Initially, our spur of the moment hotel/apartment search was a flop; nothing was available. His parents weren’t happy that poolside Margaritas had been replaced by a frantic search for a strip mall hotel or kindhearted landlord who would take us in.

Towards the end of our planned vacation, we found ourselves apartment-hunting in downtown Acapulco when a bird, possibly a Condor or a Falcon, pooped on my face.

We didn’t actually see the bird, but Rodney, combining his high school biology and college-level math skills, made some rough estimates based on the poop surface area. Thankfully it had missed my eye, but covered a broad swath of my right cheek. Although I never actually saw the wreckage, I distinctly remember the sensation. Like a mug of hot chocolate had been splashed in my face.

These discussions happened after the fact of course. Rodney’s immediate reaction was to slip into a mild shock, recover, and then attempt to clean it off.
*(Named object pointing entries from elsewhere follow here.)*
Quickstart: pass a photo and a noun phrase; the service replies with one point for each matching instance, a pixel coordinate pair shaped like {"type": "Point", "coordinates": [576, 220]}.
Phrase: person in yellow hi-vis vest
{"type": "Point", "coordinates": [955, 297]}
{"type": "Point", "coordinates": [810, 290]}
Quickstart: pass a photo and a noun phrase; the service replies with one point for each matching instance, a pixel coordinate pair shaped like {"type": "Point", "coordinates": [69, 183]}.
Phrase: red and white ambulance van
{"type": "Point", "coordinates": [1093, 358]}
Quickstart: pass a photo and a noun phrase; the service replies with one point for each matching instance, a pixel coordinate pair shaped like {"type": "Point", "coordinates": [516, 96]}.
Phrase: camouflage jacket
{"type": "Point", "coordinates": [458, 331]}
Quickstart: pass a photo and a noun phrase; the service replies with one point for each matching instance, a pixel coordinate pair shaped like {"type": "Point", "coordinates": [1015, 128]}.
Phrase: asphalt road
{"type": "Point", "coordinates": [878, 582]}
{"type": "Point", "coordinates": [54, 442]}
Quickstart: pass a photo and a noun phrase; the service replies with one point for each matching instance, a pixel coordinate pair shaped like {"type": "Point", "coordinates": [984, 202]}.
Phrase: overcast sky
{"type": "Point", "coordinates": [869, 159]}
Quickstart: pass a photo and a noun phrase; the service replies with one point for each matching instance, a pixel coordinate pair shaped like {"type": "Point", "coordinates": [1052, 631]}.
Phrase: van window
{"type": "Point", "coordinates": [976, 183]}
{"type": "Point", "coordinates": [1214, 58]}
A little too quickly I might add, because instead of wiping it off my cheek sideways, he barehanded it down over the corner of my mouth. Our Cat 4 problem had now escalated to a Cat 5.

We needed water. And not your standard issue garden hose as that would have increased the likelihood of a second gastrointestinal flesh-eating disease.

The hunt began for a bodega and bottled water. It wasn’t long before we found one and in that same back alley where the Condor had made me his personal latrine, we washed our tainted bodies.